While many eye-irritating conditions share symptoms, they have distinct causes and may require different treatments. That being said, there are some tips that may be applicable in all cases. For instance, if you wear contact lenses, you may consider taking a break from wearing them to reduce further irritation. To prevent the onset of an eye condition, or in some cases the transmission to others, there are several universally recommended hygiene tips (which can also help to prevent other infections!) you can try:  

  • Avoid touching the eyes with hands: Instead, you may try using tissues or cotton balls to wipe your eyes. Be sure to use a fresh one for each eye and dispose of them after each use.  
  • Wash your hands regularly and correctly: To learn the proper handwashing technique, check out the Go Ask Alice! Q&A Soap and water: Proper handwashing fodder.  
  • Change linens often: Use a clean towel or wash cloth each day and change your pillowcase frequently.  
  • Use your own products: Avoid sharing eye cosmetics, eye-care items such as eye drops, and towels or wash cloths.  
  • Clean or toss any contaminated products: If your eye condition turns out to be infectious, such as pink eye, reusing items can cause re-infection. It’s best to toss out any eye cosmetics, such as mascara, and disinfect any sunglasses or eye gear if you've had pink eye.  

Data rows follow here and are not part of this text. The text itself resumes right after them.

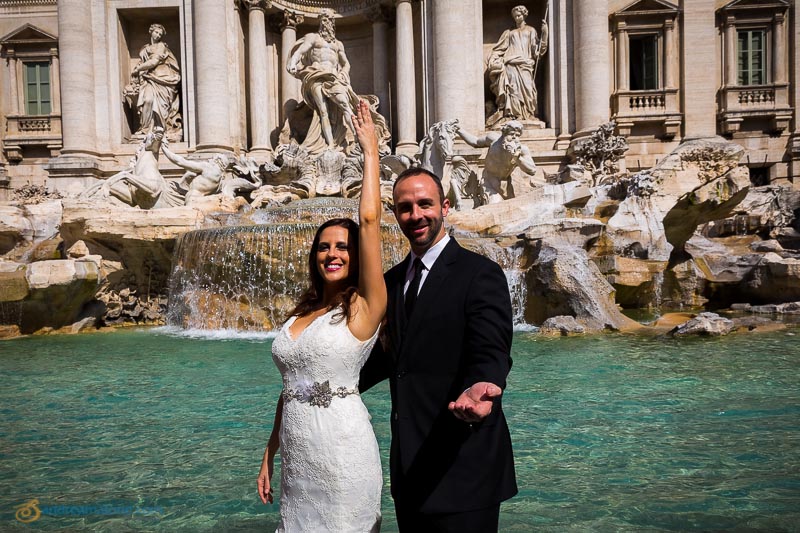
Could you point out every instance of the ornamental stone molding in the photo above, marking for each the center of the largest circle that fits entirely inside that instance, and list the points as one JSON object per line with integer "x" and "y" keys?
{"x": 256, "y": 4}
{"x": 315, "y": 7}
{"x": 26, "y": 3}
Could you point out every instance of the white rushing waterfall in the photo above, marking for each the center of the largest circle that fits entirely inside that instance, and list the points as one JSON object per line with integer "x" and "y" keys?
{"x": 248, "y": 277}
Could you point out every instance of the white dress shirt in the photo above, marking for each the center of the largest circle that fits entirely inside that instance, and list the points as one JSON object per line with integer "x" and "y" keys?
{"x": 428, "y": 259}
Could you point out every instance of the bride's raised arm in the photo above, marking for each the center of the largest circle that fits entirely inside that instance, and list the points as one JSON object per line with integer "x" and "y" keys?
{"x": 371, "y": 302}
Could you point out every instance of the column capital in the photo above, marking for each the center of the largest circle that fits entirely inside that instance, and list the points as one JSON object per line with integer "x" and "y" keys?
{"x": 287, "y": 19}
{"x": 258, "y": 5}
{"x": 377, "y": 14}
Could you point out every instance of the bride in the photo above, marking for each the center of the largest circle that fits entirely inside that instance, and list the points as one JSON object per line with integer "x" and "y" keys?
{"x": 330, "y": 466}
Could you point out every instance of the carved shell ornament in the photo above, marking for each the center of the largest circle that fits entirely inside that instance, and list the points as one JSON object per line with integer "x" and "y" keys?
{"x": 315, "y": 7}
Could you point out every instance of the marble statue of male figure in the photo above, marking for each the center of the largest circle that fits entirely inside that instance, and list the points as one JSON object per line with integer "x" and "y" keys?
{"x": 512, "y": 67}
{"x": 319, "y": 62}
{"x": 505, "y": 153}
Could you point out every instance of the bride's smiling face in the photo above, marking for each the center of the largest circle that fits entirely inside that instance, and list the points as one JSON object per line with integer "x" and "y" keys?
{"x": 333, "y": 255}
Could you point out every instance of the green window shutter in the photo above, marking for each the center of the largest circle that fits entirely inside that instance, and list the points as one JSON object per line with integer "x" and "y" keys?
{"x": 643, "y": 54}
{"x": 37, "y": 88}
{"x": 751, "y": 57}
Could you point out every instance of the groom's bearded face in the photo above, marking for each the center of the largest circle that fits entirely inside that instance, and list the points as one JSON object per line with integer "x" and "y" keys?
{"x": 420, "y": 211}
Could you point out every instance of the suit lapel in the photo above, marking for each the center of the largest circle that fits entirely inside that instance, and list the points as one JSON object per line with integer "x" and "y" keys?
{"x": 397, "y": 307}
{"x": 429, "y": 294}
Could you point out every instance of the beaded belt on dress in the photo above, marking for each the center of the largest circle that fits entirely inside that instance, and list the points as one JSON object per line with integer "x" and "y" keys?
{"x": 317, "y": 394}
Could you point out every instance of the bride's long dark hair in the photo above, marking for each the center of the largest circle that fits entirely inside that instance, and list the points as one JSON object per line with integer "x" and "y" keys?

List adapted from Mayo Clinic.  

Keep your eyes clear, dazzling, and free from mucus with good hygiene and proper treatment. It’s worth mentioning that working with a health care provider (such as an ophthalmologist) is the best way to get properly diagnosed and connected with recommendations for at-home remedies, prescription medications, or additional treatment. While eye irritations are never pleasant, at least they can’t be transmitted by staring longingly into someone’s eyes!